Goran sembla mécontent de la voir, et lorsqu'il m'aperçut, il devint si rouge de colère que je crus un instant qu'il allait exploser à l'instar d'un volcan rentrant en éruption. Il aboya quelque chose en direction d'Ilona, quelque chose que je ne préfère pas relever ici. Mais mon amie (je pense avoir le droit de la qualifier ainsi) resta de marbre et lui demanda calmement, essayant de ne pas dévoiler sa rage en empêchant sa voix de trembler, de laisser Helén et Olek en paix. Il éclata de rire.

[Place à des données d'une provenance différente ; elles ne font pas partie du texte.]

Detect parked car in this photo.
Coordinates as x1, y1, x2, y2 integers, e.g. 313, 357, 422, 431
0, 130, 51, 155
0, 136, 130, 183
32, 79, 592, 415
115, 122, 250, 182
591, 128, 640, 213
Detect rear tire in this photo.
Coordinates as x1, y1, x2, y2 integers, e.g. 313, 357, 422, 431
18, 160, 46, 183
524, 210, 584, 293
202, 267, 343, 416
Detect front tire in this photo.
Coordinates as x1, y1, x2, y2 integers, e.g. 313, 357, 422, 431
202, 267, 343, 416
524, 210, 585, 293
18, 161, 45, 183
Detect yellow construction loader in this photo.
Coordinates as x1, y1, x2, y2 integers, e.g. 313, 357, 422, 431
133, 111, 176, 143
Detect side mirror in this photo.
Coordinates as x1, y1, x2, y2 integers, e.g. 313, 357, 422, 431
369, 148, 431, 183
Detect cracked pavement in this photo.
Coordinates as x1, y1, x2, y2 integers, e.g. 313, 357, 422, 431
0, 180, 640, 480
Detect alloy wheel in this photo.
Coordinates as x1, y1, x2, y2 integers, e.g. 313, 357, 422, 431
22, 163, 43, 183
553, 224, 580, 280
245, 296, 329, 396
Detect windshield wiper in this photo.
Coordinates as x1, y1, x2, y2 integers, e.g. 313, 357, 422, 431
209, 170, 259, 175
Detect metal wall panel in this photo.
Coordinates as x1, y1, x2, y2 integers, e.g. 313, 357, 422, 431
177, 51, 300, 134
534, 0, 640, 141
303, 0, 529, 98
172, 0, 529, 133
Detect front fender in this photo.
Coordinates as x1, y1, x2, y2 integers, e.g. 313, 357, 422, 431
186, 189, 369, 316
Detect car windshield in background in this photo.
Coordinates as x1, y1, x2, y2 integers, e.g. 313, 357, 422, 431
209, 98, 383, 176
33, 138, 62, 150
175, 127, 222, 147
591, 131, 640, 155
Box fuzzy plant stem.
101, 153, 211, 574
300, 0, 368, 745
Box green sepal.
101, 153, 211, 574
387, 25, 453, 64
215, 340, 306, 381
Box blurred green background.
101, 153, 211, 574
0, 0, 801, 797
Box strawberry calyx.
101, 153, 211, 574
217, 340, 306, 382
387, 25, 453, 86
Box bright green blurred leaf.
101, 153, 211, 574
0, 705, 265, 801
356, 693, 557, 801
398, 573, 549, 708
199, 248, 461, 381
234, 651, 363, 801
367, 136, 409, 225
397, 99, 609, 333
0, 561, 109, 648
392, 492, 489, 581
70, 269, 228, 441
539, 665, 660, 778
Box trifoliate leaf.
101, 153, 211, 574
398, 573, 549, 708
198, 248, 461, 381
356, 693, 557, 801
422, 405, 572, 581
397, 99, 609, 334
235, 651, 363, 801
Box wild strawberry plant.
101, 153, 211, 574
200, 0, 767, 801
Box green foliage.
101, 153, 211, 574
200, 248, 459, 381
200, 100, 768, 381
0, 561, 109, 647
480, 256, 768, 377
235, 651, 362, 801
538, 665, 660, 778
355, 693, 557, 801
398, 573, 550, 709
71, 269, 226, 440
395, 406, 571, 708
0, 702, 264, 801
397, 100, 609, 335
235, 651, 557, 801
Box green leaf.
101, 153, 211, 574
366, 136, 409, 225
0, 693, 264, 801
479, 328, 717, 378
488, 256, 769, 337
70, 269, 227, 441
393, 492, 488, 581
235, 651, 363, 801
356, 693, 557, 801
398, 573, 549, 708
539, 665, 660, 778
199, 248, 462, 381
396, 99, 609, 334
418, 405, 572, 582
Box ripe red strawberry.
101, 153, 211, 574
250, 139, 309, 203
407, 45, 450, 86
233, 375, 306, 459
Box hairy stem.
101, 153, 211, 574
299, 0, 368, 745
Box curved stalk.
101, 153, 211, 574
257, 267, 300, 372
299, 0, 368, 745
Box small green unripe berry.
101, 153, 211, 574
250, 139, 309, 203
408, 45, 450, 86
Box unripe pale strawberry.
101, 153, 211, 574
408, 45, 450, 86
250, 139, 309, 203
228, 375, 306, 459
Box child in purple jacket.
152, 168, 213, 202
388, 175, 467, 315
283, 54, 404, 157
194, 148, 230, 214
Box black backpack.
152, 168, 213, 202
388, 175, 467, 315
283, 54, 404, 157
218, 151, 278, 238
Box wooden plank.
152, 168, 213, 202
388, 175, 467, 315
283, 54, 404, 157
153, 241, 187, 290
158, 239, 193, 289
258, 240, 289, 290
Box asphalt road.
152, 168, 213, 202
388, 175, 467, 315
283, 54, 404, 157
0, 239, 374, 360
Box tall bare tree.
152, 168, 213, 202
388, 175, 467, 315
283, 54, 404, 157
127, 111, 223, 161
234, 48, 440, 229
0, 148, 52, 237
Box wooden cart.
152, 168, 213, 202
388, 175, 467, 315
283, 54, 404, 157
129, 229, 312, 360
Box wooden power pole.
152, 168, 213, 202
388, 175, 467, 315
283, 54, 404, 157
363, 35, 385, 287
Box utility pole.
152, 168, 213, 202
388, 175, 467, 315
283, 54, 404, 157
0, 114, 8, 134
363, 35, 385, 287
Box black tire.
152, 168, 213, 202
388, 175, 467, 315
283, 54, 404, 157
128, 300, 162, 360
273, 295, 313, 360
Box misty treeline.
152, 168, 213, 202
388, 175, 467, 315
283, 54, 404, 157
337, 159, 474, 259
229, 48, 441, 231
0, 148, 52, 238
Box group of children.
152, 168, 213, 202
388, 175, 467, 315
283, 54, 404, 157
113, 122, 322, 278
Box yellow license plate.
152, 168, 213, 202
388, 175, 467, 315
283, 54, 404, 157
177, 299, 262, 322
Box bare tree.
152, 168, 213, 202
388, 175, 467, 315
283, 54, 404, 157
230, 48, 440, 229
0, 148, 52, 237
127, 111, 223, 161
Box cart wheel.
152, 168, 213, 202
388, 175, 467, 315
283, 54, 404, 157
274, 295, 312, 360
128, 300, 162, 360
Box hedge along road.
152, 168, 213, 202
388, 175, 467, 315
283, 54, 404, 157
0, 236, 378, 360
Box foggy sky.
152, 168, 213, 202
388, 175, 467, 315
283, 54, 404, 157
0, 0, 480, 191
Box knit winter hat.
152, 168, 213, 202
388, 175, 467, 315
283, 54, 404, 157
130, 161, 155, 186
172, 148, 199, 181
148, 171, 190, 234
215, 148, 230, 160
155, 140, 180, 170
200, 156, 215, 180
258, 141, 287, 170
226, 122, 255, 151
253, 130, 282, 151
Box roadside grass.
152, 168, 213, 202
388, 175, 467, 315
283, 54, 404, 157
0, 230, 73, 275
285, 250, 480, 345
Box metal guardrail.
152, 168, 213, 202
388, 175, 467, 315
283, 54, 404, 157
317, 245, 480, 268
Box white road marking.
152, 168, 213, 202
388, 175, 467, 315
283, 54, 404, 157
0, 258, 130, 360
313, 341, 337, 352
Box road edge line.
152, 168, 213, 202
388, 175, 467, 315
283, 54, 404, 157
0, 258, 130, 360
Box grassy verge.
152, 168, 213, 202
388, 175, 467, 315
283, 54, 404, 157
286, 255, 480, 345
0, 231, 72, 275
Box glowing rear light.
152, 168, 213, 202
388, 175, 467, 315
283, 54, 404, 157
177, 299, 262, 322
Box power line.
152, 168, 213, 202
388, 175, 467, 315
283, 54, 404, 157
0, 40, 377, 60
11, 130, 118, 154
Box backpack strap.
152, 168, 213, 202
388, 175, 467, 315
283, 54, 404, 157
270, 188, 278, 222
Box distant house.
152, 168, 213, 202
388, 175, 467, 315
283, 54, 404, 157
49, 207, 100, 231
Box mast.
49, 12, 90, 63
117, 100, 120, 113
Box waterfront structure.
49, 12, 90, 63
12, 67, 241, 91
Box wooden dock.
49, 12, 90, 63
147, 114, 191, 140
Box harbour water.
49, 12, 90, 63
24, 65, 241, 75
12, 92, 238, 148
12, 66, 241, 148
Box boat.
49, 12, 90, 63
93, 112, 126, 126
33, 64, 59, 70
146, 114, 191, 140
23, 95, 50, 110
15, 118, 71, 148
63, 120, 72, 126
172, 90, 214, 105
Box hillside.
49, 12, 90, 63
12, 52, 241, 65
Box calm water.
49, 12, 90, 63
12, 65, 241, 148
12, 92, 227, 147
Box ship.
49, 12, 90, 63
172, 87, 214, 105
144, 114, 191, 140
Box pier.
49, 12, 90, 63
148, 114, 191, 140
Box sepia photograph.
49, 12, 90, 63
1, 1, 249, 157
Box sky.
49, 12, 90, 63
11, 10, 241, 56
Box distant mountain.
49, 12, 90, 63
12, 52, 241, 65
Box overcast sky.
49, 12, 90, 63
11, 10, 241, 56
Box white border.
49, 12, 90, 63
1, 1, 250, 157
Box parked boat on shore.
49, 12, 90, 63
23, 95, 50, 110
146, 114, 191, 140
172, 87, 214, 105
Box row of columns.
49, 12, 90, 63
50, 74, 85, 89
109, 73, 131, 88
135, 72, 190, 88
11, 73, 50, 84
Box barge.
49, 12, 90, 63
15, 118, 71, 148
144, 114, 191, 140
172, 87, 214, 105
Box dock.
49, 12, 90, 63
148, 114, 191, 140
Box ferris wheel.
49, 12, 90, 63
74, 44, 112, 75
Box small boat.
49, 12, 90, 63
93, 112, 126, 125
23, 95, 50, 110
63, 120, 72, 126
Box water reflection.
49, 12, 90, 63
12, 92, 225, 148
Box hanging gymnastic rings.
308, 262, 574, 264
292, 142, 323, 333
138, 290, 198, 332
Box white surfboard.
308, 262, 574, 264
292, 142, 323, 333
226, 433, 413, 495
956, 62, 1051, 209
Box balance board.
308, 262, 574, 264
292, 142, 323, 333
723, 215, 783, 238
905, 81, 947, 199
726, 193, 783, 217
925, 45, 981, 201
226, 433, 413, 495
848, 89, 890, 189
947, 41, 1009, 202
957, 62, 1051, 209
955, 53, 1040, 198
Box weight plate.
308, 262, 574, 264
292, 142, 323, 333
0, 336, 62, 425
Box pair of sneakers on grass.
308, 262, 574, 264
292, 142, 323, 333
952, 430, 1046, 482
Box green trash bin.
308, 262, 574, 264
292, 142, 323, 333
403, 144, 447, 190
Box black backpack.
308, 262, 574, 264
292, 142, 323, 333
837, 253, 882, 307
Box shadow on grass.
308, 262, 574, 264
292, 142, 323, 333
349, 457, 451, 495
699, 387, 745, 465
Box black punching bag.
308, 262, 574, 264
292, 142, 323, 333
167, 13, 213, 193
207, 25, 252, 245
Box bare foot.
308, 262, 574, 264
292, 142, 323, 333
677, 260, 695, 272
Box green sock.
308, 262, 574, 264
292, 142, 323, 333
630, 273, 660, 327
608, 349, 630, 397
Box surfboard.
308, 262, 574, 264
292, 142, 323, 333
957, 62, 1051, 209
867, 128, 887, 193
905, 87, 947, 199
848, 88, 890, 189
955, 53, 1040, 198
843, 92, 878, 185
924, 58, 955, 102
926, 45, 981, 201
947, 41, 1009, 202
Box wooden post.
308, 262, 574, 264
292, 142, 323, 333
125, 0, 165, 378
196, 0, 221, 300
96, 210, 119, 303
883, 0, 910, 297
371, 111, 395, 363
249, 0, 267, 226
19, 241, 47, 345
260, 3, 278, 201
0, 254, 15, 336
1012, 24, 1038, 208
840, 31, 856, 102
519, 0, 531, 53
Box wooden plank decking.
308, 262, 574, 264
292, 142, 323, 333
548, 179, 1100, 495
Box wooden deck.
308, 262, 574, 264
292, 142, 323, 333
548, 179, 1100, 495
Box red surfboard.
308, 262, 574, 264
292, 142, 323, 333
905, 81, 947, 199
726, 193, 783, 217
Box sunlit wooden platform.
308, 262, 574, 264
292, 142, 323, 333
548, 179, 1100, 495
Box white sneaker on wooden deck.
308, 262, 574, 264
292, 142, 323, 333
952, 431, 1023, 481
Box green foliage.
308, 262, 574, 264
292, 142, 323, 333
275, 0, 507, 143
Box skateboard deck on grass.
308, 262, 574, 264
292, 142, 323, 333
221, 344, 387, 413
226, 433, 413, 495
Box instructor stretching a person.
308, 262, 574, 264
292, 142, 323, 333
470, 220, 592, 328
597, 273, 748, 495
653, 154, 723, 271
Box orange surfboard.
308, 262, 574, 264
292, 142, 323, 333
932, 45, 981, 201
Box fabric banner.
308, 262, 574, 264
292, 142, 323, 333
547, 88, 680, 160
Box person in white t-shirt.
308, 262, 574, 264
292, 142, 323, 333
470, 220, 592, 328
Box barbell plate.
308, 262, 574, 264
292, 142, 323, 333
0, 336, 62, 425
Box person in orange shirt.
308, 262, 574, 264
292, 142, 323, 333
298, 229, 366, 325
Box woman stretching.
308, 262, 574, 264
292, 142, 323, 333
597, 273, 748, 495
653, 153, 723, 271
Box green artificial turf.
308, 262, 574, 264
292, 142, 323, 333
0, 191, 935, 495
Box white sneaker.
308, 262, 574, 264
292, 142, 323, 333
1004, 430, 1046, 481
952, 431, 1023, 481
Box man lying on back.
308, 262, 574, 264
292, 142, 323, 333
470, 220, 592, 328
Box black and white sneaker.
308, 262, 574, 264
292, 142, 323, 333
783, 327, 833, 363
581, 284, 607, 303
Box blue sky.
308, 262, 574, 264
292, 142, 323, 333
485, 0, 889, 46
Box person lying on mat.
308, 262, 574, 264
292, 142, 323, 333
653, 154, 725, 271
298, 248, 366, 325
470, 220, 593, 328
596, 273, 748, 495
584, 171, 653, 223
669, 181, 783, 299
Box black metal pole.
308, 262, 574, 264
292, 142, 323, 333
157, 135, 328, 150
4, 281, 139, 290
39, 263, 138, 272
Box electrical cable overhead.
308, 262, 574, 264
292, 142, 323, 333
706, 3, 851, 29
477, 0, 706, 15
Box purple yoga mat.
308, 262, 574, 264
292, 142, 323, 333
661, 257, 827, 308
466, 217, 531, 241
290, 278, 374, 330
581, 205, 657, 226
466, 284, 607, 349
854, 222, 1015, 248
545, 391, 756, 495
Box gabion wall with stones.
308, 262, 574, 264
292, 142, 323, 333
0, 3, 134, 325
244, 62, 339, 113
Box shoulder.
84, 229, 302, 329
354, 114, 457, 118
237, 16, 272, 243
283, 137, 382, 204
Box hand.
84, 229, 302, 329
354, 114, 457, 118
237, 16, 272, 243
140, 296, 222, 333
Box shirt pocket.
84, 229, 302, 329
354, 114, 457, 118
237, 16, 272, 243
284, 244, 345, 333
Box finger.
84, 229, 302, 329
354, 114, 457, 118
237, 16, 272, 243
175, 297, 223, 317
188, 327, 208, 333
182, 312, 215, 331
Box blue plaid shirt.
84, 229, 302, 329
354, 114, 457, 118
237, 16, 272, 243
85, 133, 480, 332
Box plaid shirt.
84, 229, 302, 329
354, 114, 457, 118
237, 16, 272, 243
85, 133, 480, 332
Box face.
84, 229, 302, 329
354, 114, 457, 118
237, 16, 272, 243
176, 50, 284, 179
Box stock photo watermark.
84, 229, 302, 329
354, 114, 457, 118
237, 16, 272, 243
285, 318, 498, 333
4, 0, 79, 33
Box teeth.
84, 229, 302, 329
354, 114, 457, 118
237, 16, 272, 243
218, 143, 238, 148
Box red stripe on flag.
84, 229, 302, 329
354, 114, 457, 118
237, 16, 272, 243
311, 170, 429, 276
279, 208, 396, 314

« _ Et tu crois pouvoir faire quoi pour m'empêcher de donner une bonne leçon à ton cousin ? Il n'avait pas à fréquenter cette… cette… petite trai…

_ Je te conseille vivement de faire très attention aux prochains mots que tu diras Goran ! » L'avertit Ilona en le tenant en joute.

De mon côté j'avais très bien compris où il voulait en venir et je sentais mon sang bouillir dans mes veines. Je ne supporte pas que l'on puisse faire du mal à ceux qui me sont chers, c'est intolérable. Que l'on s'en prenne à plusieurs à deux enfants qui n'ont rien demandé de plus que d'être tranquilles me révoltait. Ils avaient tous que ce soit Ilona ou Olek, déjà suffisamment souffert comme cela, inutile d'en rajouter. Je trouvais décidemment Ilona trop bonne d'aider Goran et sa famille. Il n'en vaut pas la peine… Certes je ne connais pas les autres membres de cette fratrie, mais les plus âgés sont de vrais hypocrites.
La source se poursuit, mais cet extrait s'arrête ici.